The keyword in this year’s social services budget is ‘integrity’. The integrity of Australia’s welfare system must be protected, lest it be abused, the government argues. Increased integrity of the system will create savings to contribute to more sustainable welfare programmes, it says.

In November 2015, the Taskforce Integrity was established, aimed at targeting welfare fraud.

In order to maintain the ‘integrity’ of the welfare system, the Coalition government is continuing its progressive replacement of Centrelink’s ageing technology platform with a new welfare payment information and communications technology system. This was described as the first step towards a ‘newer, simpler and more efficient system’ in this year’s budget briefing papers.

 

For students who have had to wait as long as five months for their Centrelink payments to be processed, this may seem like a god-send. However, it’s doubtful that it was the students’ pleas of reform to the Centrelink system that the government heard when they came up with this policy. The statement goes on to detail how this new system will ensure that welfare recipients do not ‘unintentionally incur debts to the Commonwealth by under-estimating their income’. And furthermore, it will ‘identify people who make false declaration and ensure that Commonwealth debt held by individuals is more effectively recovered’. 

At the same time, the Turnbull government is poised to review the claims of up to 90,000 current recipients of the Disability Support Pension (DSP) as to their capacity to work. There will also be up to 30,000 Disability Medical Assessments for current DSP recipients considered to be a high risk of to being eligible for the payment.

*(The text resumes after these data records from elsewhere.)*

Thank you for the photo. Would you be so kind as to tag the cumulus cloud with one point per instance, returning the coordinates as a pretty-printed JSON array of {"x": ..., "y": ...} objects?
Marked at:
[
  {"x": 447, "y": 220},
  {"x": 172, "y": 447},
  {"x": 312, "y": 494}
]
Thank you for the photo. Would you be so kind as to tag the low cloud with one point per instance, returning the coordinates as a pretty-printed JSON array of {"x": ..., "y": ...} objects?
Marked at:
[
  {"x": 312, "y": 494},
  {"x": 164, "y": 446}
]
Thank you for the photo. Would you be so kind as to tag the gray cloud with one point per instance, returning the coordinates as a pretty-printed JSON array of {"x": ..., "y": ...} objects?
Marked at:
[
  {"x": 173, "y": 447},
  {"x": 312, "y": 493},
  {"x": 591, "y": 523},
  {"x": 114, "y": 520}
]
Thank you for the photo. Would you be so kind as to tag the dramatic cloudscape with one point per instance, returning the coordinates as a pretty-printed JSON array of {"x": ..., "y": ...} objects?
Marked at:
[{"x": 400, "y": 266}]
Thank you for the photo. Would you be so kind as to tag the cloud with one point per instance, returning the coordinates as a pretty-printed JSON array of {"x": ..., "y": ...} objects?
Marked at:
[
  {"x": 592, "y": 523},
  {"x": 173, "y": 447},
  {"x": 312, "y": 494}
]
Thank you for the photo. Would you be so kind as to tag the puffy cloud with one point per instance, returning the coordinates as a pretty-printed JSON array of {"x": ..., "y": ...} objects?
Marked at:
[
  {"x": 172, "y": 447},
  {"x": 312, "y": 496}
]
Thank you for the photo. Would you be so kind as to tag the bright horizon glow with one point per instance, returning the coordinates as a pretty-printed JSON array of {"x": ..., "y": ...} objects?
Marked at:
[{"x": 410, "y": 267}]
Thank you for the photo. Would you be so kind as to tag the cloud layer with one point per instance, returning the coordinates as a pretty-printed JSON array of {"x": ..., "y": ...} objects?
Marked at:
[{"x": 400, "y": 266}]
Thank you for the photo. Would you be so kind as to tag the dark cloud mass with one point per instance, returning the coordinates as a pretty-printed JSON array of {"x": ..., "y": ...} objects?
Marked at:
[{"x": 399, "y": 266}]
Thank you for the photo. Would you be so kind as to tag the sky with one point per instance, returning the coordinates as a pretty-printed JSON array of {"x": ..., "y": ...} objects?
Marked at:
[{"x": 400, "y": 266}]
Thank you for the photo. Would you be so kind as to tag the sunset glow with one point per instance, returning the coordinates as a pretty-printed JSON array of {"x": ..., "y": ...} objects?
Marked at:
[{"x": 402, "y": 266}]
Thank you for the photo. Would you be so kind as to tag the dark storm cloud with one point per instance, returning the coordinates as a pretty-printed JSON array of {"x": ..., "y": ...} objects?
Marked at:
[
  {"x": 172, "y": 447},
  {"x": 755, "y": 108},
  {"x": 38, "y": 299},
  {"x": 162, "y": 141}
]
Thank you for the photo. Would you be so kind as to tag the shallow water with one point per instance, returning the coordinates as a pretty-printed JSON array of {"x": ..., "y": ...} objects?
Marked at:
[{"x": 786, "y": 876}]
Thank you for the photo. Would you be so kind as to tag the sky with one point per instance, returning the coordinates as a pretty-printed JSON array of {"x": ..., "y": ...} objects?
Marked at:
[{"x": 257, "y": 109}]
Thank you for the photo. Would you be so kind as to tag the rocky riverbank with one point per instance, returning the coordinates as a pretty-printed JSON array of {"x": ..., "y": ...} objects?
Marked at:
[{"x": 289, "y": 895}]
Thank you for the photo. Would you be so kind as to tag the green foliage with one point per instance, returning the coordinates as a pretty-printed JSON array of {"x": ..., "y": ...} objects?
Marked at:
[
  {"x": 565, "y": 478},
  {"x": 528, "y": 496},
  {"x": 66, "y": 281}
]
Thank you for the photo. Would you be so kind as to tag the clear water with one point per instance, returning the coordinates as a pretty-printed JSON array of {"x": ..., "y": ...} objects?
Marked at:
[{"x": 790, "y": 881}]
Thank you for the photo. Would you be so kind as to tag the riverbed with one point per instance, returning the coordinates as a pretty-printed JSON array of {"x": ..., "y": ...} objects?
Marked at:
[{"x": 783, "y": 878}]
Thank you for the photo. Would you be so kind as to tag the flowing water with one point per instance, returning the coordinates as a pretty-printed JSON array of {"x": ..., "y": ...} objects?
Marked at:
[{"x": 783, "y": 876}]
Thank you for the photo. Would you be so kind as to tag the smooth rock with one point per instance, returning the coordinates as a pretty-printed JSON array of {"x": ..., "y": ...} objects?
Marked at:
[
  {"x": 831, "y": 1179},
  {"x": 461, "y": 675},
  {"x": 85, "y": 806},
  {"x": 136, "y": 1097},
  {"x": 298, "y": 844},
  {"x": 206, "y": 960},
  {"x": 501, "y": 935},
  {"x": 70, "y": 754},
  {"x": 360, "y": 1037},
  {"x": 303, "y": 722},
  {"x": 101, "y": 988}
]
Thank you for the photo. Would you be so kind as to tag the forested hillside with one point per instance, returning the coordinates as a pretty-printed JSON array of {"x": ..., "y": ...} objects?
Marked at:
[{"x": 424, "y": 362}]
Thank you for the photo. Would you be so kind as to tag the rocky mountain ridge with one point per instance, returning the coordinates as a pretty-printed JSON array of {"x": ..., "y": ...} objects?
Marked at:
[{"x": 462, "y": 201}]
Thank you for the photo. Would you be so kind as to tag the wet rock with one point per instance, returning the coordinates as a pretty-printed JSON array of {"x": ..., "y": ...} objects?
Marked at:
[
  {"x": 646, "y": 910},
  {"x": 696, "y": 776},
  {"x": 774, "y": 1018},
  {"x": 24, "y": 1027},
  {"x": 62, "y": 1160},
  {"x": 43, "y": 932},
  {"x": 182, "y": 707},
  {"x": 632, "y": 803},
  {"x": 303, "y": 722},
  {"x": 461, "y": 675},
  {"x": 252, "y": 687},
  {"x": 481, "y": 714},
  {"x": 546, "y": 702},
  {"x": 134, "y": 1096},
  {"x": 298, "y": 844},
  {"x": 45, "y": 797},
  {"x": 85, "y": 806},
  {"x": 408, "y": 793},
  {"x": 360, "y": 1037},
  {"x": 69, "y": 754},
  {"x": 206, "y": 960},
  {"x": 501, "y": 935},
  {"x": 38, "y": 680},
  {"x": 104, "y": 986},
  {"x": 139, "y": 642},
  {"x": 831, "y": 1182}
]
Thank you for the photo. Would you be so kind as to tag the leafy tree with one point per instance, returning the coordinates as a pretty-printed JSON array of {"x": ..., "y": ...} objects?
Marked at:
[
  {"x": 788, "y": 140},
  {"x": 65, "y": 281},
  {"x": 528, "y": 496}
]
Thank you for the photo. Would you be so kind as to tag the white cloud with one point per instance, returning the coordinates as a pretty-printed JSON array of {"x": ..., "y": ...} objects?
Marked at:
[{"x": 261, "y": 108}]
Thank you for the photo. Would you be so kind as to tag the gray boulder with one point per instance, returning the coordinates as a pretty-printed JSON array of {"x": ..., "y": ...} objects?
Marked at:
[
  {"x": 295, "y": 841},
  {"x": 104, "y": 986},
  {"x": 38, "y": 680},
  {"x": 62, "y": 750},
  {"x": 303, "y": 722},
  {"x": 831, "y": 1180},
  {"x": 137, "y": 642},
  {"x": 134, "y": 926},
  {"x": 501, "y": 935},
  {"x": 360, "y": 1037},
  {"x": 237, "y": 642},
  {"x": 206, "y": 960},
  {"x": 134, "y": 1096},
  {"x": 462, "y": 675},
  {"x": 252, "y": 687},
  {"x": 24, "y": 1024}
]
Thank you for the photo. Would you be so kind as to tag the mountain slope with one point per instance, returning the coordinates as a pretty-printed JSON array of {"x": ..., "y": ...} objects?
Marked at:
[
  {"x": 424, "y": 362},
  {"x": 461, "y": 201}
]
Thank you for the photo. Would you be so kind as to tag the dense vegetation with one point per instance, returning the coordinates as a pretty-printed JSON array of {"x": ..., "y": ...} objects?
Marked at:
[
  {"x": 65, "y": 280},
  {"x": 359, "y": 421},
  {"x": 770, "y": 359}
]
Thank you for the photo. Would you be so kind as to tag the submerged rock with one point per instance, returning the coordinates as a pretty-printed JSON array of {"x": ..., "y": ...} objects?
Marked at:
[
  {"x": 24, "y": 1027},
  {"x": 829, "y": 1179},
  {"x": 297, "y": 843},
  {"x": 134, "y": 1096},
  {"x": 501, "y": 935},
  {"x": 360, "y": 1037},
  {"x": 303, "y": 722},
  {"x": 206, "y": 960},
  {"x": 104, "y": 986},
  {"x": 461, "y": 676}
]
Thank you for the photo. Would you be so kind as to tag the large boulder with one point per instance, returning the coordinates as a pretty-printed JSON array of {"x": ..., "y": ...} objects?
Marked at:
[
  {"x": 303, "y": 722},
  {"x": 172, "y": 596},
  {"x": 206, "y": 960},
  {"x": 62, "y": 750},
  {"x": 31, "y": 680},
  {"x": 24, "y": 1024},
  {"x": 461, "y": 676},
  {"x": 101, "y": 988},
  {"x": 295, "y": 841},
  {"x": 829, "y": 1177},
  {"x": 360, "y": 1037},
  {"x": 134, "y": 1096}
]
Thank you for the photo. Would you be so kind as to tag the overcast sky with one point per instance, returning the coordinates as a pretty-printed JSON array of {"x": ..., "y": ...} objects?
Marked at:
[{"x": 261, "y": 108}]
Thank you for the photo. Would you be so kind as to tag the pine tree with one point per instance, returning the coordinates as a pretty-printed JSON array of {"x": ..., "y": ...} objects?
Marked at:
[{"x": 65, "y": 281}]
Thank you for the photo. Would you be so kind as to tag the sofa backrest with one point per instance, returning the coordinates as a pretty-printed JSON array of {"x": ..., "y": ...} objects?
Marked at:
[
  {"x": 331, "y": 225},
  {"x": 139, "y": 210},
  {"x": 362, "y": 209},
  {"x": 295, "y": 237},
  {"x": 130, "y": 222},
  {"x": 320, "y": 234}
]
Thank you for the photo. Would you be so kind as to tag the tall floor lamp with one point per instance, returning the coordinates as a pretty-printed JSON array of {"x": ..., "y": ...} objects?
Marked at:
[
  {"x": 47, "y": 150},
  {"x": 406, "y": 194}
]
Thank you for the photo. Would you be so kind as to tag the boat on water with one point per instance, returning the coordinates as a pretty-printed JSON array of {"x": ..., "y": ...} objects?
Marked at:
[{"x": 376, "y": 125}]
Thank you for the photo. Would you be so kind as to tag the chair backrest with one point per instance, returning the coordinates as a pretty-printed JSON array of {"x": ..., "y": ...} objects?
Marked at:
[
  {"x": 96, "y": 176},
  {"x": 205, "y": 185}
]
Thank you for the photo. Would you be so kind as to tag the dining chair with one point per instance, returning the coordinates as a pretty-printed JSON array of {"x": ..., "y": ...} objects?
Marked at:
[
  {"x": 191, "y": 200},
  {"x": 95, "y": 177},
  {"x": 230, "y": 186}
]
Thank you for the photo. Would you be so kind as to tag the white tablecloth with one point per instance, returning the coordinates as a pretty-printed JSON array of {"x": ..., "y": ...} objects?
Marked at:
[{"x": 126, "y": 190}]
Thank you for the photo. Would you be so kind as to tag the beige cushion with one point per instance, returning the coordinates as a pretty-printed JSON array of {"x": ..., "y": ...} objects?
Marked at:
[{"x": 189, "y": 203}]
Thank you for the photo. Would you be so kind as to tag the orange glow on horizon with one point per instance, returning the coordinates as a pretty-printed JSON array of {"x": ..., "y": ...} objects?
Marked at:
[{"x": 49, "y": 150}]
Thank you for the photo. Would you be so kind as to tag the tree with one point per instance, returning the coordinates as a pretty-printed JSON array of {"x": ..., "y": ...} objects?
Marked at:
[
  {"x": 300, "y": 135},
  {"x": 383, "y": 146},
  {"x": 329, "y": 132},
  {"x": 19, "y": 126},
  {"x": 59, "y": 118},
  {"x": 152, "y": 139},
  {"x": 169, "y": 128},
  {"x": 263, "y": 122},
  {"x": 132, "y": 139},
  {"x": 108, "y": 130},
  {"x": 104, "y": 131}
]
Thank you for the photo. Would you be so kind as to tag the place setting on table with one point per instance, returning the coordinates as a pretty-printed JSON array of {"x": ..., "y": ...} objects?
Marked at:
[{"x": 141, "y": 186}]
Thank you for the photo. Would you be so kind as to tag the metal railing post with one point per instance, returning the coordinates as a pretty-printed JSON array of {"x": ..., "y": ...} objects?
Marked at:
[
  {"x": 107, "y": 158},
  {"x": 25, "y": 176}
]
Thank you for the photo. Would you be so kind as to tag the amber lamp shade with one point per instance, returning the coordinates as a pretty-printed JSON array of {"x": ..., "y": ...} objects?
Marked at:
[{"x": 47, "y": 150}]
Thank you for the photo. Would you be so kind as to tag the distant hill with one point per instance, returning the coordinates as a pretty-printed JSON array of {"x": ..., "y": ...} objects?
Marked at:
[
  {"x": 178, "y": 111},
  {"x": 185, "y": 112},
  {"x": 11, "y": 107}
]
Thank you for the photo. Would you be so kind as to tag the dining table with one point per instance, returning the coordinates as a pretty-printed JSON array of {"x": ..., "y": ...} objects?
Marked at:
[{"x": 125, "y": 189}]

This is estimated to save $62 million over five years, which will instead be invested into the National Disability Insurance Scheme Savings Fund. This fund was set up to ensure that the National Disability Insurance Scheme, established in 2012 to provide services for people with significant and permanent disability, will continue to receive funding separate from future Federal budgets.

Other savings measures proposed by the budget are also predicted to hit those from lower SES backgrounds the hardest. The closure of carbon tax compensation to new benefit recipients after September 2016 will, Scott Morrison admitted today, hit low income earners harder. Similarly, the increase in smoking tax by another 12.5% will most heavily impact smokers, who predominantly come from lower income backgrounds.